Too many companies are determined to grow horizontally. Why can't they be happy with focused, profitable businesses?

The other day, a venture capitalist called. He was considering investing in an advertising technology company I know of and wanted to know about its current business and plans for growth.

The company in question is doing well. Its tools are solid, and it’s starting to win clients from competitors. But I told the caller something he didn’t want to hear — something no investor or executive wants to hear.

I told him this company should try to stay small. I told him by focusing on its core product, it could become great at that one business. It could carve a small but profitable niche for itself in a difficult environment. I said pushing into new businesses would probably lead to mediocre products and endanger the company’s profitability.

Too many companies are determined to grow horizontally, to expand into new businesses and become everything to everybody. It’s a strategy perpetuated by the success of market leaders: the leading portals offer everything from Web hosting to PC games. The leading ad servers offer everything from site analytics to catalog mailing.

These days, map sites want to be city guides. City guides want to be shopping sites. Social networks want to be dating sites, and dating sites want to be social networks. Everyone wants to be a search engine, except for the search engines, which want to be portals or ad networks.

Why can’t companies be happy with focused, profitable businesses? Why can’t they see success in offering an excellent product to a loyal customer base at a solid profit? Why don’t they realize the value of staying small and serving clients who don’t want to use a behemoth company for their maps, restaurant reviews, or Web hosting?
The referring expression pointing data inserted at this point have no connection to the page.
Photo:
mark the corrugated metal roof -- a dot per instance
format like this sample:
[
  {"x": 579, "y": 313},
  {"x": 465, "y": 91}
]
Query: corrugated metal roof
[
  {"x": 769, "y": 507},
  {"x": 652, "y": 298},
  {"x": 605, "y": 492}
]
Lately, I’ve seen expansion lust creep into some of my favorite small companies. For years, even when I worked for a competitor, I admired Atlas DMT. It always focused on the business of agency-side ad serving, nothing else. When clients expressed a need outside of ad serving, Atlas would partner with best-of-breed solutions. Clients raved about Atlas’ technology and level of service.

Over the last six months, Atlas changed course. It’s bought a search marketing firm and a site analytics company. Soon it’ll announce the acquisition of a rich media technology as well.
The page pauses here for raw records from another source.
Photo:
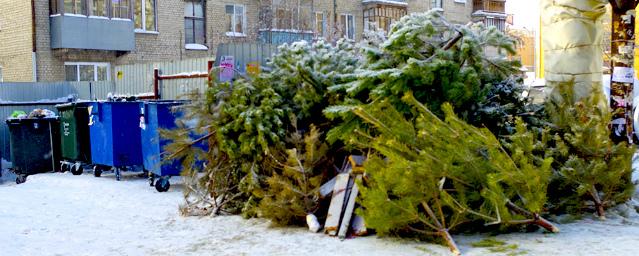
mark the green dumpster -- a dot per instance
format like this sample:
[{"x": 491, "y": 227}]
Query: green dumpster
[
  {"x": 74, "y": 136},
  {"x": 34, "y": 145}
]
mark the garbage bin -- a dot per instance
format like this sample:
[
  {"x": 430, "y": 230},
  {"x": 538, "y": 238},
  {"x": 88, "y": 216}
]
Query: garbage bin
[
  {"x": 115, "y": 136},
  {"x": 158, "y": 115},
  {"x": 34, "y": 145},
  {"x": 74, "y": 136}
]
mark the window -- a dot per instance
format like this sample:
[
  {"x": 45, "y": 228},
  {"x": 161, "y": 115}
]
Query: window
[
  {"x": 235, "y": 20},
  {"x": 500, "y": 23},
  {"x": 436, "y": 4},
  {"x": 145, "y": 16},
  {"x": 53, "y": 7},
  {"x": 120, "y": 9},
  {"x": 86, "y": 71},
  {"x": 348, "y": 25},
  {"x": 320, "y": 24},
  {"x": 194, "y": 29},
  {"x": 284, "y": 18},
  {"x": 99, "y": 8},
  {"x": 74, "y": 7},
  {"x": 383, "y": 16}
]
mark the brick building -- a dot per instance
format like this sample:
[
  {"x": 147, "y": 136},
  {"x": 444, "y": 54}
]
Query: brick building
[{"x": 81, "y": 40}]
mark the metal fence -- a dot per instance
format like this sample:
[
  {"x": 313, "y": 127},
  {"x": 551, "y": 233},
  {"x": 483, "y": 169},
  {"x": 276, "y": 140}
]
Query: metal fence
[
  {"x": 245, "y": 53},
  {"x": 129, "y": 80},
  {"x": 54, "y": 91},
  {"x": 138, "y": 78}
]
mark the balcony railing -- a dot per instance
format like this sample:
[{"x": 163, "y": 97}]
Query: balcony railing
[
  {"x": 498, "y": 6},
  {"x": 386, "y": 2},
  {"x": 88, "y": 33}
]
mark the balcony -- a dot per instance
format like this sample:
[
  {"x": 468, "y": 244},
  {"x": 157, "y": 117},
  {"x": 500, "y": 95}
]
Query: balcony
[
  {"x": 492, "y": 6},
  {"x": 91, "y": 33},
  {"x": 282, "y": 36},
  {"x": 386, "y": 2}
]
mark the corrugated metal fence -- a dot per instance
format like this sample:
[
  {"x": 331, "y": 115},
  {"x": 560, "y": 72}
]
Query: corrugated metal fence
[
  {"x": 128, "y": 80},
  {"x": 138, "y": 78},
  {"x": 42, "y": 92},
  {"x": 245, "y": 53}
]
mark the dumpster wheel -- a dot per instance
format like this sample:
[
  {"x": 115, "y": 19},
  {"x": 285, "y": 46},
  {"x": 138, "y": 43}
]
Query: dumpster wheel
[
  {"x": 21, "y": 179},
  {"x": 63, "y": 167},
  {"x": 76, "y": 169},
  {"x": 162, "y": 185},
  {"x": 97, "y": 171}
]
Atlas still offers good products, but it’s now forced to focus inward rather than outward. It has to pay attention to integration issues as well as client issues. I hope it can pull this off, but I’m not convinced it can. Growth has already cost Atlas its image as a scrappy competitor, something clients found attractive. And I haven’t heard anyone rave about its service in quite a while.

Even some bigger companies, such as Google, appear destined to the same fate. After years of building its reputation as a clean, simple search engine with zero distractions, Google is experimenting with its formula. I doubt the company will ever clutter its site, but it’s starting to clutter its brand.

What once stood for Web search now also means news, sports, finance, Web-based email, blog hosting, Usenet groups, yellow pages, a shopping search engine, and a social network. Consumers came to Google because it was just a search engine, nothing more. Google has turned itself into a portal.

Of course, Google will never admit to being a portal. That would open it to industry sniping and maybe scare off a few investors who remember what happened when Excite, Lycos, and AltaVista tried to become portals. Google has ventured far beyond its core business and in the process has started to lose what consumers love most about the site: simplicity and focus.

Search is such a powerful business that Google will do just fine, no matter how far it strays. But why take focus off a large, high-margin business and put it on small, low-margin businesses? Why gamble leadership in search of tiny revenues from blog hosting or stock quotes? It seems both an unwise business strategy and an inelegant product strategy.

Maybe I’m too much of a business aesthete. Maybe I’m shouting into the wind. But I see beauty in doing one thing well. I wish more companies, and more investors, agreed.